Transferring out to a personal, stakeholder or non LGPS occupational scheme
If you leave the scheme before your Normal Pension Age (NPA) and you are entitled to deferred benefits you may transfer the cash equivalent of your pension benefits into a new employer's scheme, if they are willing and able to accept it, into a personal or stakeholder pension scheme, or into a 'buy-out' insurance policy.
The method of valuing the cash equivalent of your pension rights complies with the requirements of the Pension Schemes Act 1993 and any value quoted is guaranteed for three months. You should always seek independent financial advice before deciding to transfer your benefits out of the Local Government Pension Scheme (LGPS).
Transferring to an Overseas Pension Scheme
You can transfer your LGPS pension to an overseas pension scheme providing that it meets certain conditions set by HM Revenue and Customs. The receiving overseas pension scheme must appear on the Qualified Recognised Overseas Pension Schemes (QROPS) notification list which is authorised by HMRC and is regularly updated.
Transferring out to another Local Authority
If you return to employment with an employer participating in the LGPS, the pension rights that you have built up in your earlier employment will be added to your new period of membership in the Scheme. However, you can elect, within twelve months of re-joining the scheme (or such longer period as your employer may allow) to keep your former benefits separate.

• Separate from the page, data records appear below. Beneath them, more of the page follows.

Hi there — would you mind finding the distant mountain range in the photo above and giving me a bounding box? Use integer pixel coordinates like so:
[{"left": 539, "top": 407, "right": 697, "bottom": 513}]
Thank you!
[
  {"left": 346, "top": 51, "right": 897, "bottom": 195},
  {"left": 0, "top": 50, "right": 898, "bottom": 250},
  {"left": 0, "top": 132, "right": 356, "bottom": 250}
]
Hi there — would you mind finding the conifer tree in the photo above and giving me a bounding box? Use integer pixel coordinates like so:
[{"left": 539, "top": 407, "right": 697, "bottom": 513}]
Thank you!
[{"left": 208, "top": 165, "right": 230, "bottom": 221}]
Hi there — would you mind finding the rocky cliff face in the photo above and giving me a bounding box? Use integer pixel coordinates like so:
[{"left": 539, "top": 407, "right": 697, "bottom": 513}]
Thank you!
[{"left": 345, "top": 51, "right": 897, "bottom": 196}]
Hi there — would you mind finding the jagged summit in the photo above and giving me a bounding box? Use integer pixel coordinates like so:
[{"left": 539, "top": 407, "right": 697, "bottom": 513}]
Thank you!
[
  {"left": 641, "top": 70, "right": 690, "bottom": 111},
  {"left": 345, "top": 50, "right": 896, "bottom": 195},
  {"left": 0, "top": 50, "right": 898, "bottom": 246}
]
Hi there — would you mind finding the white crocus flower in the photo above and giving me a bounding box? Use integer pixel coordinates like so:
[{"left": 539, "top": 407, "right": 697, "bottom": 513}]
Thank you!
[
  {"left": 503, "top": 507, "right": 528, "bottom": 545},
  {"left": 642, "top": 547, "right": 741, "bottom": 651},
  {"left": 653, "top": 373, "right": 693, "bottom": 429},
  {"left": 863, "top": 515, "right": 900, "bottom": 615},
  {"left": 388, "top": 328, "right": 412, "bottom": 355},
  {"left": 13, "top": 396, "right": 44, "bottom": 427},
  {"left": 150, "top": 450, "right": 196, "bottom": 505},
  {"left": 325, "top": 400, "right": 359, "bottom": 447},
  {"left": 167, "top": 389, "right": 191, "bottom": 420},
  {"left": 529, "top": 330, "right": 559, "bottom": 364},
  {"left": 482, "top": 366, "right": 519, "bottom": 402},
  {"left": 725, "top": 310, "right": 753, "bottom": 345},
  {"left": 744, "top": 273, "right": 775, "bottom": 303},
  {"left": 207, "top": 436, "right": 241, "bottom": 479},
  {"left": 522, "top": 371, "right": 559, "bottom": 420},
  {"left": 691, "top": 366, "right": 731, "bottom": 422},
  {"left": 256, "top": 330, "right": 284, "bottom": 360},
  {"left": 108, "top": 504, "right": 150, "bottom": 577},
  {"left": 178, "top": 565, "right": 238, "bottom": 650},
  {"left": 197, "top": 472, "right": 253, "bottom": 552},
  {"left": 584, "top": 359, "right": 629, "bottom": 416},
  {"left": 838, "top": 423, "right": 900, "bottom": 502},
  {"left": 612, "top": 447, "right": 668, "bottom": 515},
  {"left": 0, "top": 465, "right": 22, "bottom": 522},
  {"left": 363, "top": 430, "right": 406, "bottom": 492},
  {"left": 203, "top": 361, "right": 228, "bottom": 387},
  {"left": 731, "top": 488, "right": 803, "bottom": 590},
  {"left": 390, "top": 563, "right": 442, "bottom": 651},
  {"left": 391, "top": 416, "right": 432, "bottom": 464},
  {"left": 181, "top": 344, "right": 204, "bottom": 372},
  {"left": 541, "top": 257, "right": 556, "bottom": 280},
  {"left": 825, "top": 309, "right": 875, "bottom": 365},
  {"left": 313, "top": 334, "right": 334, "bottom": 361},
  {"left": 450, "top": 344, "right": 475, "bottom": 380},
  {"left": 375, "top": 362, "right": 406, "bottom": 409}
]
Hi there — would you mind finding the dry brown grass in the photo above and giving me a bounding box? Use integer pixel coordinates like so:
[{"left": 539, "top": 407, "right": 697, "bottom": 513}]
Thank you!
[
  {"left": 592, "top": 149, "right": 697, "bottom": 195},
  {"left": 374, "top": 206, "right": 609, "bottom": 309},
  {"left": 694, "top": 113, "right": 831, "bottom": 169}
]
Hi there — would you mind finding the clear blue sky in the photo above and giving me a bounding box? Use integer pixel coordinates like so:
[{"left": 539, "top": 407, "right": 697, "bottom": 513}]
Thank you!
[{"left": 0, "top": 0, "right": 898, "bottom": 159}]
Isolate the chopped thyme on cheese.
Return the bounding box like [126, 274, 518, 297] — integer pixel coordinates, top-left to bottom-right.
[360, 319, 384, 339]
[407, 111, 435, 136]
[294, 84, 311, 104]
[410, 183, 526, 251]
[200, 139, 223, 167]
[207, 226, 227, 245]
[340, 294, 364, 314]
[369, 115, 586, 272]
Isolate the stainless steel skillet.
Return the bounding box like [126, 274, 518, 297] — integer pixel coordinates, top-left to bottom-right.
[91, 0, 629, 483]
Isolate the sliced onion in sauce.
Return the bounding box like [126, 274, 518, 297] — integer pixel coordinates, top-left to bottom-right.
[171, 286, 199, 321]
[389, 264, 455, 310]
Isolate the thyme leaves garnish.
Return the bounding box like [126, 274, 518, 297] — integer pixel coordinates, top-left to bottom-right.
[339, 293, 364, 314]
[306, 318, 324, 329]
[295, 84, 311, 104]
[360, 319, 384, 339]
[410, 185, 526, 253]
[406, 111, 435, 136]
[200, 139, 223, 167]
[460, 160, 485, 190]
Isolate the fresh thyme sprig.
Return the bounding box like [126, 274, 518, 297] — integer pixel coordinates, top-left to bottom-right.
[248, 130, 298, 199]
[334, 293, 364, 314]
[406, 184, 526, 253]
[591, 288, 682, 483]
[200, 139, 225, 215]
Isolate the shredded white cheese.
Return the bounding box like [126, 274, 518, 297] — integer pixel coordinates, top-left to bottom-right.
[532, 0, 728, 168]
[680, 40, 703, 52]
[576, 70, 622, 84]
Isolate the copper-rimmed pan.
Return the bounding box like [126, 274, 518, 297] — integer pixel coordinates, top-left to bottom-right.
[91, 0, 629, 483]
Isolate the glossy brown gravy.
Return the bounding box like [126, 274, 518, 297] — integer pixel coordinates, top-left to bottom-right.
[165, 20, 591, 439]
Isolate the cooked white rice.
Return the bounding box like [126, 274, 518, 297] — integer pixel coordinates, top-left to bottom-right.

You cannot transfer your benefits (other than AVCs) if you leave less than one year before your Normal Pension Age (NPA). An option to transfer must be made at least 12 months before your NPA.Your NPA is in line with your State Pension Age (with a minimum age of 65).
Pension Liberation Fraud
The Royal County of Berkshire Pension Fund has a responsibility to bring to your attention information published by The Pensions Regulator. Pension Liberation also known as 'pension loans' and 'pension scams' is a transfer of a scheme member’s pension savings to an arrangement that will allow them to access their funds before the age of 55. The practice can be illegal where members are misled about key consequences of entering into one of these arrangements. This could be because scheme members are not informed of the tax consequences, fees involved or how a proportion of pension savings are invested. Pension liberation can result in tax charges and penalties of more than half the value of a member’s pension savings, and those being targeted are usually not being told about these potential tax implications. Further information regarding Pension Liberation Fraud can be found by visiting The Pensions Regulator website
The Pensions Regulator recently launched an awareness campaign surrounding pension scams - Scam Smart. To find out more about the campaign and some top tips to protect yourself against pension scams please visit our Scam Smart section of our website.
If a full transfer payment is made, you will not be entitled to any further benefits from the LGPS for yourself, your spouse, civil partner, eligible cohabiting partner or eligible children.